Sorry, website's kinda behind lately because of A1 grading + thesis... will try to get it back up to speed at the end of reading week.

[circle dequeue methods][2KB](txt)

### Amortized Cost (question 6)

The amortized cost is like an average cost. For example, the amortized cost of the add() function for n elements into an array, would be the sum of the individual costs of adding each element, divided by n. If there are 10 elements to be added, but the array is only size 8, then the first 8 adds will cost 1 unit. However, when we try to add the 9th element, the existing array has to be copied to a bigger array, meaning the 9th add operation will cost 8 units for copying the existing elements, plus 1 unit for adding the 9th element. The 10th element will just be 1 unit again, assuming we increased the array to at least size 10.

*operations are simplified, and assumed to cost just 1 unit of time

From above, we can see that the cost of an add() operation becomes much more expensive if we have to resize the underlying static array.

**Case 1: Double the array whenever it is full.**

We assume the cost of copying an element is just 1 unit. Every time the array is full, we double the size of it. When we double the size, we have to copy the existing elements.
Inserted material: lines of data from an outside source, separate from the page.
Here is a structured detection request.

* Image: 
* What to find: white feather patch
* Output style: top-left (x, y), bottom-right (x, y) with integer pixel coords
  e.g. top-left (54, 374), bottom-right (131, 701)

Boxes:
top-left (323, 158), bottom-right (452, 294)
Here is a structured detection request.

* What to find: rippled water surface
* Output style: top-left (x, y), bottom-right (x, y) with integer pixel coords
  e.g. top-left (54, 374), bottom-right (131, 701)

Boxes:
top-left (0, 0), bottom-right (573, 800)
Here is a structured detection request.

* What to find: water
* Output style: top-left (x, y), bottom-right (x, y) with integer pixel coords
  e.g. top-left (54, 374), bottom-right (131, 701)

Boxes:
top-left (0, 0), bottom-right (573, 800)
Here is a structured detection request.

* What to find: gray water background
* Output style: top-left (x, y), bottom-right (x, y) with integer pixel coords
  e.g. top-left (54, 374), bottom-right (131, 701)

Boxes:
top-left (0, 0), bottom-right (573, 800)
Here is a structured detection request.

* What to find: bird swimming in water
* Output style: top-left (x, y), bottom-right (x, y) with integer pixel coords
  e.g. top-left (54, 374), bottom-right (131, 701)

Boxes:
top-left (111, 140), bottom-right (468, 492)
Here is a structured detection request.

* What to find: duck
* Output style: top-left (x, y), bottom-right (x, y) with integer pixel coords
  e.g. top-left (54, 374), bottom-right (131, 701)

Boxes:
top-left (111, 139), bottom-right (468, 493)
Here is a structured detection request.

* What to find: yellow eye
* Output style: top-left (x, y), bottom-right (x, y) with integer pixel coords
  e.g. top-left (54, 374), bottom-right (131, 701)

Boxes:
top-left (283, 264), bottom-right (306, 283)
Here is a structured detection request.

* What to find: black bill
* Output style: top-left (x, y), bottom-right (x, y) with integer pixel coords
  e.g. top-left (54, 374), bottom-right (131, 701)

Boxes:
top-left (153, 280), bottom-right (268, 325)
Starting with an array of size 1, and adding n elements...

Current array size |
Cost to copy existing elements |
New array size |

1 | 1 | 2 |

2 | 2 | 4 |

4 | 4 | 8 |

8 | 8 | 16 |

... | ... | ... |

n/2 | n/2 | n |

As you can see, the total cost to copy the existing elements, until we reach array size n, is:

1+2+4+ ... + n/2 + n < 2n

We know the sum is less than 2n, because n is half of 2n, n/2 is half of n, etc. The way the values decrease in size guarantees that the total sum will never reach 2n.

With a total cost of 2n, and n add() operations, the amortized cost is 2n/n = 2, which is Θ(1).

**Case 2: Incrase array size by a constant whenever it is full.**

Let's say we increase by size by 5 every time the array is full.

This means that given n elements to add, we have to copy the existing array n/5 times. We know this because every five elements will fill up the array once, forcing it resize (therefore copy).

When we copy the existing array, the existing elements in in the order of n. To do this operation n/5 times, we get a total cost in the order of n^{2}. Dividing the total cost by n add operations gives us an amortized cost of Θ(n).